Es posible que la influencia política y la aparición pública de Luis D’Elía estén cerca de desvanecerse y que a cambio de sus gozosas presencias mediáticas que transitan entre la patología y el matonismo sólo le quede el consuelo de la actividad privada, si es que le queda alguna luego de la catarata de destratos que está recibiendo después de tantos años de obediencia indebida; desposeído de su rol de gestor oficioso en la berretísima presunta diplomacia paralela con Irán, la prensa oficialista lo tildó de “vendedor de humo”, la radio donde animaba sus veladas opinantes le levantó el contrato y la Justicia examinará la propina que les tiró a los muchachos de All Boys para que se compraran algunos choripanes.

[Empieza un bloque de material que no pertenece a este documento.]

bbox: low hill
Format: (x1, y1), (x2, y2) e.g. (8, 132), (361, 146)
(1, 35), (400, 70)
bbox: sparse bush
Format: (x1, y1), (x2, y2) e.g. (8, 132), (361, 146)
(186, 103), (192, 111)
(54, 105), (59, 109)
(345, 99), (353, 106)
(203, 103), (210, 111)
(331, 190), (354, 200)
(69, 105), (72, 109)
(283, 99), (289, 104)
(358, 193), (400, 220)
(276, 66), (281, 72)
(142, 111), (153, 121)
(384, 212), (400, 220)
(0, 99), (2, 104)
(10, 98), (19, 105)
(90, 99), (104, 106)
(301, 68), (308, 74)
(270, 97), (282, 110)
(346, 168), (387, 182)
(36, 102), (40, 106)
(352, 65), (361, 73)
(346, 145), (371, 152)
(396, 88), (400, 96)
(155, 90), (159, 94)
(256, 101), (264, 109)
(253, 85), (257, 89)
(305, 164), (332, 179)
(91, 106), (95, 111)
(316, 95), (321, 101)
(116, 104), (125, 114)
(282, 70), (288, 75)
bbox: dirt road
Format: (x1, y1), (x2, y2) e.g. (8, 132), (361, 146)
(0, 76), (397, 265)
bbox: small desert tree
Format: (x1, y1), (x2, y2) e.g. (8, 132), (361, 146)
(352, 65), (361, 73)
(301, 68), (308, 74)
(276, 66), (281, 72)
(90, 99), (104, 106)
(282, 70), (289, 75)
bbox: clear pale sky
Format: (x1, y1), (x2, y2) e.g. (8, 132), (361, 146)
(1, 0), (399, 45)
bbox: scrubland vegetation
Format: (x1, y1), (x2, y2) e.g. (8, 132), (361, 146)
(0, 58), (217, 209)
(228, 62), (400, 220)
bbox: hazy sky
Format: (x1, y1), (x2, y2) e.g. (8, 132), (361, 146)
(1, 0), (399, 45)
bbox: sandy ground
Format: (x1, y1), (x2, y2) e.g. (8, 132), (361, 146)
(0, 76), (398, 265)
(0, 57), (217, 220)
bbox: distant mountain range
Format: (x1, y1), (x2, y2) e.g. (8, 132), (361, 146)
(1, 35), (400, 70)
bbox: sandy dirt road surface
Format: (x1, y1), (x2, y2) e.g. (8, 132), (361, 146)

Por su parte, Diego Angel Lagomarsino está en carrera para convertirse en pato de la boda como agente inorgánico asesino hipotético empleado traslaticio de Clarín posible amiguito del fiscal –¿qué significa si no la reiterada mención de su condición de “íntimo” del difunto en labios de una presidenta que elige los detalles de su escenografía y sabe administrar hasta la última de sus palabras?–, acompañado en su carácter de ovíparo matrimonial por tres custodios que no supieron hacer coincidir sus movimientos en el curso de las últimas horas del muerto.  Entretanto, Víctor Hugo denunció el efecto deletéreo de la presencia mediática como causa última del deceso de Nisman. Es evidente que lo que él aguanta todos los días no lo tolera nadie más. Acá y en la China, para que un Estado funcione como una eficiente máquina de prometer seguridad es necesario garantizar que el castigo por la producción del terror caiga siempre sobre la cabeza de los infelices.